O Flintlock sofreu enormes mudanças nos seus objectivos e execução ao longo dos últimos 20 anos. O que inicialmente foi concebido como um modelo de intercâmbio conjunto e combinado de treino hierárquico e multilateral, com forças internacionais a servir de mentores e as SOF africanas como formandos, continua a transformar-se num evento de treino culminante mais mutuamente benéfico e colaborativo. É vital que todas as partes continuem a compreender a estrutura das unidades das SOF receptoras, recolhendo informações sobre o seu funcionamento interno. São necessárias mais discussões com a liderança das SOF africanas para avançar no combate a uma ameaça comum. Uma metodologia útil seria uma abordagem sistémica, que exigiria um envolvimento extensivo com as SOF e outras agências sub-regionais e parceiros ocidentais. Quando feita correctamente, uma abordagem sistémica incorpora a formação como parte do sistema global, em vez de uma actividade anual isolada.
O Caminho a Seguir
Os conceitos e doutrina abrangentes das SOF em África, desenvolvidos pelas SOF africanas, oferecem grandes oportunidades para um esforço de combate ao terrorismo mais robusto e duradouro. Embora os auspícios do Flintlock proporcionem uma oportunidade para utilizar a doutrina das SOF da NATO para construir verdadeiramente a interoperabilidade, os conceitos utilizados e a doutrina empregada devem ser desenvolvidos e codificados pelas, com e através das SOF africanas. Esta abordagem de desenvolvimento de conceitos e doutrina centrados em África para as SOF pode parecer laboriosa e tediosa, mas oferece uma forma eficaz de enfrentar as ameaças complexas na região. Estas ameaças constituem um conjunto de problemas holísticos que exigirão uma solução holística. O primeiro passo para resolver este problema pode ser apenas o desenvolvimento, a formulação e a utilização de conceitos e a doutrina, liderados pelas SOF em África e doutrinados pelas SOF em África. Este é o desafio que a comunidade das SOF e o Flintlock enfrentam, com base em 20 anos de sucesso, para oferecer as ferramentas, as relações de trabalho e as infra-estruturas necessárias.
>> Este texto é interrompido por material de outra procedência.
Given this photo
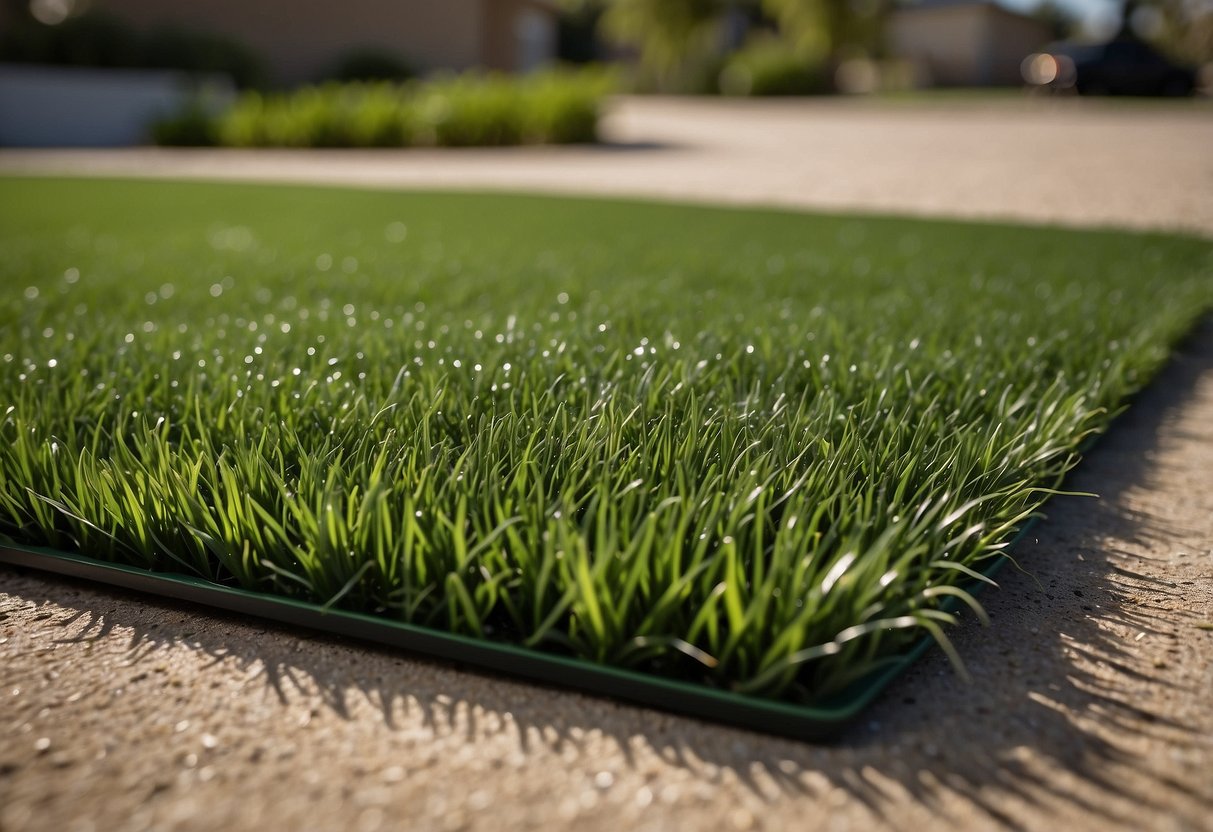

Sobre o autor: O Comandante Dzakpasu é o oficial comandante do Esquadrão do Barco Especial do Gana. As suas funções anteriores incluem oficial de operações de comando no Comando Fluvial, comandante do Quartel-General da Marinha do Gana em Burma Camp e comandante dos navios Blika e Garinga da Marinha do Gana. Ele possui mestrado em assuntos marítimos pela Universidade Marítima Mundial, na Suécia, e em defesa e política internacional pelo Colégio de Comando e Estado-Maior das Forças Armadas do Gana.